Surrey

Surrey home safe from Magna Carta visitor centre threat

  • 6 February 2013
  • From the section Surrey
Magna Carta memorial at Runnymede
Runnymede council said it would focus its efforts on other plans to mark the anniversary

A woman whose home would have been demolished if a Magna Carta visitor centre was built near Egham has spoken of her relief after the plans were called off.

Lynne Bates has lived in St Anne's Cottage with her husband for 20 years.

Under the plans for the centre in Runnymede Pleasure Ground, the three-bedroom house in Windsor Road would have been pulled down.

Runnymede council halted the project after funding could not be secured in time to build the centre for the 800th anniversary of the sealing of the Magna Carta in 2015.

Last month, Surrey County Council (SCC) withdrew a £5m contribution towards the £8m building, and last year a lottery bid by Runnymede council failed.

Mrs Bates said: "I'm extremely happy and delighted that Runnymede Borough Council along with Surrey County Council have come to this right conclusion."

She said: "The decision was flawed from the beginning.

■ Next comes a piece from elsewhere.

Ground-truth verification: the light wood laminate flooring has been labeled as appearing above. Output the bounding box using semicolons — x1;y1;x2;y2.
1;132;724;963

There has always been huge opposition."

Mrs Bates said she and her husband worked for Runnymede council and were service tenants so they would have been found another place to live.

But she said: "It still doesn't take away the fact that it's a really good three-bedroomed home and we have lived there for 20 years and it has caused us 18 months of insecurity and stress in the knowledge that our home could have been demolished."

Last year, Mrs Bates spearheaded a 503-name petition opposing the centre, which was submitted to SCC.

The petition said the plans were for a large, unsympathetic design building on open space and said campaigners had support from the Campaign to Protect Rural England which objected to increased visitor numbers and traffic and impact on the wildlife habitat.

St Anne's Cottage
Lynne Bates and her husband have lived in the cottage for 20 years

Great pride

Responding to the petition, SCC said it had supported the visitor centre because of the tremendous national importance of Magna Carta in terms of heritage education, economic development, tourism and great pride in the county.

It said it wanted to see a state-of-the-art facility within an impressive, sustainable, and architecturally distinguished landmark building that would tell the story of Magna to both local and international visitors.

However last month, SCC withdrew £5m in funding and said it was not sure whether the site was right or whether the centre would open in time.

County councillor Helyn Clack, community services spokesman, said: "We always said we would support the project only if we were convinced there was a watertight business case."

After the centre plans were halted, Runnymede council leader Patrick Roberts said that Runnymede was very proud to have witnessed one of the most important events in British history.

He said: "The visitor centre project would have provided a local educational legacy as well as a boost to the local economy, but unfortunately the required funding has not been secured in the desired timescales."

Mrs Bates said local people still wanted to see affordable and enjoyable celebrations.

She said: "We've done our own consultation and we're already working on some great ideas."

Suggestions include having a visitor centre nearer or in Egham town centre, holding a river pageant on the Thames, and a Magna Carta charity event.

Runnymede council has also said it will now develop other plans to mark the occasion to ensure there is still a fitting tribute to mark the anniversary, with final plans to be confirmed by the summer.